Жерар закурил и с минуту молчал, следя за уплывающими в окно струями дыма.

— Все это мне давно известно, — сказал он наконец. — В том и беда, Туха, что искусство по-прежнему оказывает на людей большое влияние… И я просто боюсь думать о том, какие результаты может дать ваше. У меня сейчас одно утешение — что я, очевидно, сдохну раньше, чем смогу увидеть плоды вашей деятельности во всей их красе…

Он поднялся и подозвал мосо, чтобы расплатиться.

— Уходишь? — спросил Туха.

— Да, мне пора. И вот что я тебе скажу: оставляя в стороне личность, вы все — сволочи. Во что вы хотите превратить мир? Мало вам еще нацистских лагерей, мало вам Хиросимы?

Он сунул в карман трубку и, не попрощавшись, пошел к выходу.

Не нужно было вообще говорить с Тухой на эту тему, а уж спорить и подавно! У каждого свой вкус. Но почему этот болван решил, что он — Бюиссонье — вообще отрицает все авангардистские течения?
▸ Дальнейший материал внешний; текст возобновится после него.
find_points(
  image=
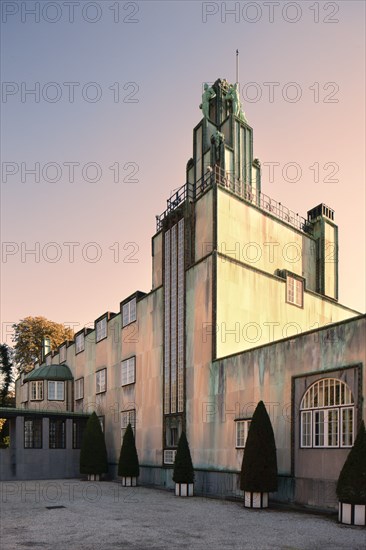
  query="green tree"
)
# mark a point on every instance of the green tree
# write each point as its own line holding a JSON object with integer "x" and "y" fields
{"x": 93, "y": 453}
{"x": 128, "y": 465}
{"x": 6, "y": 369}
{"x": 351, "y": 486}
{"x": 259, "y": 466}
{"x": 28, "y": 337}
{"x": 183, "y": 467}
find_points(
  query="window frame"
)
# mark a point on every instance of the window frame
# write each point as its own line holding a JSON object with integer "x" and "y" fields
{"x": 97, "y": 375}
{"x": 126, "y": 363}
{"x": 101, "y": 329}
{"x": 129, "y": 317}
{"x": 238, "y": 422}
{"x": 77, "y": 395}
{"x": 39, "y": 434}
{"x": 59, "y": 438}
{"x": 77, "y": 337}
{"x": 297, "y": 282}
{"x": 324, "y": 405}
{"x": 130, "y": 414}
{"x": 38, "y": 384}
{"x": 62, "y": 353}
{"x": 58, "y": 383}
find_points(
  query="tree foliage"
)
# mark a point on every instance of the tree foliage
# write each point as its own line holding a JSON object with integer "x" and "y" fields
{"x": 183, "y": 467}
{"x": 259, "y": 466}
{"x": 28, "y": 337}
{"x": 128, "y": 465}
{"x": 93, "y": 453}
{"x": 351, "y": 486}
{"x": 6, "y": 369}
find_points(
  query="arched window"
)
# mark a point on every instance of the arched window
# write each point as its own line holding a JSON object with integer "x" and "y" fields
{"x": 327, "y": 415}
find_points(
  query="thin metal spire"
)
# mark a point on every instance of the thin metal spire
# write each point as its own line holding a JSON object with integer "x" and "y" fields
{"x": 237, "y": 66}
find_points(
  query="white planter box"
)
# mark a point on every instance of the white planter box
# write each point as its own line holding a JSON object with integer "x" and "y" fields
{"x": 184, "y": 489}
{"x": 93, "y": 477}
{"x": 129, "y": 481}
{"x": 255, "y": 500}
{"x": 352, "y": 514}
Что за бред, черт побери. Как будто Пикассо не авангард, как будто не был авангардистом Ван-Гог, как будто Микеланджело не поносили за неканоничность «Давида»… Истинное искусство всегда творится авангардом — но опять-таки истинным, а не псевдо! Если Сезанн умышленно ломал перспективу, то это не значит, что сегодня любой неуч может объявлять свою мазню «новым словом» — у меня, дескать, тоже все вкривь и вкось…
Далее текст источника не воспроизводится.